(1.) This second appeal was referred to a Division Bench by a learned Judge of this Court. Before the learned Judge the correctness of the decision in Subramanian v. Kunjamma 1983 KLT 351 was disputed. The point that arises for consideration is whether an application for resumption by a small holder under S.18 of the Kerala Land Reforms Act 1 of 1964 against a mortgagee who is a deemed tenant under S.4A can be filed after the expiry of six months from 1-1-1970, the date of commencement of the Kerala Land Reforms Amendment Act, 35 of 1969.
(2.) The appellants are plaintiffs 2 to 4 in a suit for redemption filed in 1968. When Kerala Act 35 of 1969 came into force on 1-1-1970 the plaint was amended challenging S.4A incorporated in Kerala Act 1 of 1964 as unconstitutional. The contention that even if that section was not unconstitutional, the plaintiffs, as small holders, were entitled to resume half the plaint schedule properties under S.17 of Act 1 of 1964 was also taken subsequently. The first contention regarding constitutionality was taken in the amendment filed on 17-10-1970 while the second contention regarding the right of resumption was taken only in the amendment filed on 16-12-1972. The Trial Court dismissed the suit holding that it had no jurisdiction to allow resumption of half the plaint schedule property under S.17 of Act 1 of 1964. The lower appellate court dismissed the appeal filed by the plaintiffs and it was under the above circumstances that this second appeal was filed.

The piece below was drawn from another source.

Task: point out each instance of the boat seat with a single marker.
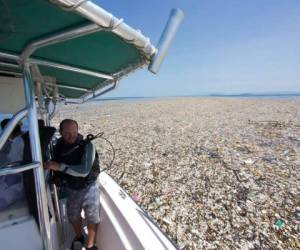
(22, 234)
(14, 212)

(3.) The facts that the appellants are small holders and the respondents are deemed tenants under S.4A of Kerala Act 1 of 1964 are not disputed in this case. S.17 of Act 1 of 1964 which allows resumption by small holders, does not fix any time limit for applying for resumption. The question is whether simply because no time limit is fixed by S.17 of the Act, can an application for resumption by a small holder be filed after the rights of the landlords in the land in question vested with the State under S.72 of the Act. S.72 which provides for vesting of the landlords' rights in the State on a date notified by the Government in that behalf provides for certain exemptions. As per S.72(4), if the landowner or the intermediary is a small holder, the vesting will take effect only on the expiry of six months from 1-1-1970, the commencement of Amendment Act 35 of 1969, if no application for resumption of the holding or part of the holding had been preferred. The Scheme of the Act is that after vesting, no application for resumption is maintainable. Otherwise, there is no reason why the vesting has been postponed by six months in the case of a small holder (This postponement is there in the case of some others also). The landlords' rights in all lands in the possession of tenants who have got fixity of tenure under S.13 of the Act vested with the State on 1-1-1970. It goes without saying that after this vesting the landlord, even if he is a small holder, cannot have any rights in the land and hence an application for resumption cannot be filed. This may be the reason why the vesting has been postponed by six months by S.72(4) (a). In this case, the amendment of the plaint incorporating a prayer for resumption was filed in the Court only on 16-12-1972. As that was more than six months after 1-1-1970, it goes without saying that no resumption could be possible. In this view of the matter, the judgment and decree of the lower appellate court confirming the judgment and decree of the Trial Court refusing resumption and dismissing the suit do not call for any interference in this second appeal.